Мы были будто в брюхе огромного корабля, только вместо рева машин слышалась почти полная тишина. Есть такие места, где тишина висит тяжелыми осадками. Одно из них – городская больница Сент-Луиса.
Будь я суеверной, каковой я не являюсь, я бы сказала, что эта больница – идеальное место для привидений. Привидения бывают разных видов. Обычно это духи умерших, оставшиеся на земле, хотя им полагалось бы попасть на Небеса или в Ад. Теологи уже столетиями спорят, что должно означать существование привидений для Бога и церкви. Я не думаю, что это волнует Бога, но церкви явно небезразлично.
Здесь умерло достаточно людей, чтобы было не продохнуть от привидений, но я лично ни одного не видела. Пока привидение не обнимет меня холодными руками, я вряд ли в него поверю.
Но есть призраки другого рода. Психические впечатления, сильные эмоции, впитавшиеся в стены и пол здания. Как магнитофон для эмоций. Иногда с видеоизображениями, иногда только звук, иногда лишь дрожь, проходящий по спине холодок, когда минуешь какое-то место.
Таких мест в этой старой больнице было навалом. Лично я никогда ничего не видела и не слышала, но, идя по коридору, знала, что где-то здесь рядом что-то есть. Что-то ждущее там, где не видит глаз, не слышит ухо, не дотягивается рука. Сегодня это мог быть вампир.
Слышны были только шорох шагов, шелест одежды – звуки нашего продвижения. Других звуков не было. Когда по-настоящему тихо, начинают слышаться звуки – пусть даже шум собственной крови в ушах.
Передо мной возник первый угол. Я шла на острие. Я сама вызвалась. И мне предстояло первой свернуть за угол. Что бы там ни оказалось, иметь с ним дело мне. Терпеть не могу строить из себя героя.
Я припала на одно колено, держа пистолет в обеих руках и целясь вверх.
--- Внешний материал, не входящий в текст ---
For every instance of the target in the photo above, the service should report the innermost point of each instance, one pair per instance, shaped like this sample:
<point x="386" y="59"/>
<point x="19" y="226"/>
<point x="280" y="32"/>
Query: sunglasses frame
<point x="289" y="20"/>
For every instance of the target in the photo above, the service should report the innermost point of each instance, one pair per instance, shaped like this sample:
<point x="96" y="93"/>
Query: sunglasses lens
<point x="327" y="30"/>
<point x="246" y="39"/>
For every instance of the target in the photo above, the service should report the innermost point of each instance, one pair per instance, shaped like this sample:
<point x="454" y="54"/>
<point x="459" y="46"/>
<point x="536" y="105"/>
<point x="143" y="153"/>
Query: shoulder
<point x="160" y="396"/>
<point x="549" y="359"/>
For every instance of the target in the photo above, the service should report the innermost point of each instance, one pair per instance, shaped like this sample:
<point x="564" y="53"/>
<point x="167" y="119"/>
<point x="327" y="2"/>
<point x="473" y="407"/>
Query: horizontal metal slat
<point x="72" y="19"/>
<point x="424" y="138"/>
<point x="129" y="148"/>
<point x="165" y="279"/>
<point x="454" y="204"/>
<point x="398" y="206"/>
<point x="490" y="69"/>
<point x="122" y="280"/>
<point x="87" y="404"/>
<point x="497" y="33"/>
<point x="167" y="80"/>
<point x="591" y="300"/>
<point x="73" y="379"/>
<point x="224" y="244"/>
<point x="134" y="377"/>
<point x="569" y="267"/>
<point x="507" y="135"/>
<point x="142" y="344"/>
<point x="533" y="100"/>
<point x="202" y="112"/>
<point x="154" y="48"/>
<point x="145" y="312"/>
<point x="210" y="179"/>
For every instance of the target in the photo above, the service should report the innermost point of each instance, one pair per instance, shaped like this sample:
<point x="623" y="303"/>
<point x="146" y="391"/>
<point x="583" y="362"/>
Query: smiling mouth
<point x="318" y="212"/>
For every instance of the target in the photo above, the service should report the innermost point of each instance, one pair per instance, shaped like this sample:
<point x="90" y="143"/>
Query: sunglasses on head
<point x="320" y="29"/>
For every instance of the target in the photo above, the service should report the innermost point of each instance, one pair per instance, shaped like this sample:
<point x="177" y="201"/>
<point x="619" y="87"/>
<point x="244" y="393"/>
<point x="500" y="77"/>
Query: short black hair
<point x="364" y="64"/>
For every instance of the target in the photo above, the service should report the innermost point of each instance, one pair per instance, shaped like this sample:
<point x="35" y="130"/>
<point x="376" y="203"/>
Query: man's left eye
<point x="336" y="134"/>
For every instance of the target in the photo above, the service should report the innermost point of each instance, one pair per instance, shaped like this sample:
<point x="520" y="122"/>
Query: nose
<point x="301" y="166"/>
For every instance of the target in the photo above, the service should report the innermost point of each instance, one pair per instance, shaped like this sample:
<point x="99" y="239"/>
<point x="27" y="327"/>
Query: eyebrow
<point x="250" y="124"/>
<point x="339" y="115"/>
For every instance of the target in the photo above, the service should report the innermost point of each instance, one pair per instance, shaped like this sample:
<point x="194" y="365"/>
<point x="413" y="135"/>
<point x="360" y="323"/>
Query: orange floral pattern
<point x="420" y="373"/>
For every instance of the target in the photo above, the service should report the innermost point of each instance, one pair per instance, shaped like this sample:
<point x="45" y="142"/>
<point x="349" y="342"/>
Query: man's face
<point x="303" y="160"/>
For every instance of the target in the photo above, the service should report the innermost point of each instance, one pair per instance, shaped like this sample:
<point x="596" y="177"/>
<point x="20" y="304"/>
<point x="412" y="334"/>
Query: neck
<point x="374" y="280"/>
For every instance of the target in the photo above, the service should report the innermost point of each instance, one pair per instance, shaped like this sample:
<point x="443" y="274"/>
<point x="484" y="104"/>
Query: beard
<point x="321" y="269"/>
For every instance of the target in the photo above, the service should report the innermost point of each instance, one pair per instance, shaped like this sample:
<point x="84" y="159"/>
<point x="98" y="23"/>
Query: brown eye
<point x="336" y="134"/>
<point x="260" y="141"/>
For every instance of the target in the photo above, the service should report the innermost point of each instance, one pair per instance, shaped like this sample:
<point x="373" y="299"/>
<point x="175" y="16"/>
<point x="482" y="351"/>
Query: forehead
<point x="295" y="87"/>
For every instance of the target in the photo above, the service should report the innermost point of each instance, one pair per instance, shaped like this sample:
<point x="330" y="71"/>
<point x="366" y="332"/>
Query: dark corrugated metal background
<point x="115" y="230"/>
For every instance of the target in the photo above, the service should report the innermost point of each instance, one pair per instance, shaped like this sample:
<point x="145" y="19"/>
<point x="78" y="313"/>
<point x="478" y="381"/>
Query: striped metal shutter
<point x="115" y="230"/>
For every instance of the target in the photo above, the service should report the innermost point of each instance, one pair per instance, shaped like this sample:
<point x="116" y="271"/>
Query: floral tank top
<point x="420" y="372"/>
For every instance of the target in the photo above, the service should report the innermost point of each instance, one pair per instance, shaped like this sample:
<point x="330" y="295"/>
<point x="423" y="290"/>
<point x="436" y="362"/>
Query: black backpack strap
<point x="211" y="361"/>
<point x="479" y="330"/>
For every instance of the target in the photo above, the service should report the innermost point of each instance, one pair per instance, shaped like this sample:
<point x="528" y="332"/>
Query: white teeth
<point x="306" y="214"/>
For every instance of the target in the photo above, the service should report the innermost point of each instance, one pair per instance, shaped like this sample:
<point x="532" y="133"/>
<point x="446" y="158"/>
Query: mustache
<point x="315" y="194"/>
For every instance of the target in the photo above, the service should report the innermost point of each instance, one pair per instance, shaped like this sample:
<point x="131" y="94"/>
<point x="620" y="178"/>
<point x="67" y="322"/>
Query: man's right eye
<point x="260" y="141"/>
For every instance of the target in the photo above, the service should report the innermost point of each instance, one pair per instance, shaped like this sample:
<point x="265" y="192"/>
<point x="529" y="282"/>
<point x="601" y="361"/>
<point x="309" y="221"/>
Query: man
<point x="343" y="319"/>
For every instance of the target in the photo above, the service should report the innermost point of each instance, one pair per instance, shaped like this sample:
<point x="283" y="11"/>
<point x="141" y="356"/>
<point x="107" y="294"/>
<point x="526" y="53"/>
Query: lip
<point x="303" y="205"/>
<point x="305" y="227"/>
Высовывать пистолет за угол не имело смысла. Нельзя стрелять, не видя во что. Есть много способов завернуть за непросматриваемый угол, и ни один из них не идеален. В основном выбор зависит от того, чего ты боишься – что тебя застрелят или что тебя схватят. Поскольку речь шла о вампире, я опасалась, что меня схватят и разорвут глотку.
Прижавшись правым плечом к стене, я сделала глубокий вдох и бросила свое тело вперед. Мне не надо было выполнять точный переворот через плечо в коридоре. Я просто вроде как упала на левый бок, держа перед собой наставленный пистолет. Можете мне поверить – это самый лучший способ прицелиться при повороте за угол. Но я не стану его настоятельно советовать, если у монстров есть возможность отстреливаться.
Я лежала в коридоре, и пульс колотился у меня в ушах. Хорошая новость – за углом не было вампира. И плохая – там лежал труп.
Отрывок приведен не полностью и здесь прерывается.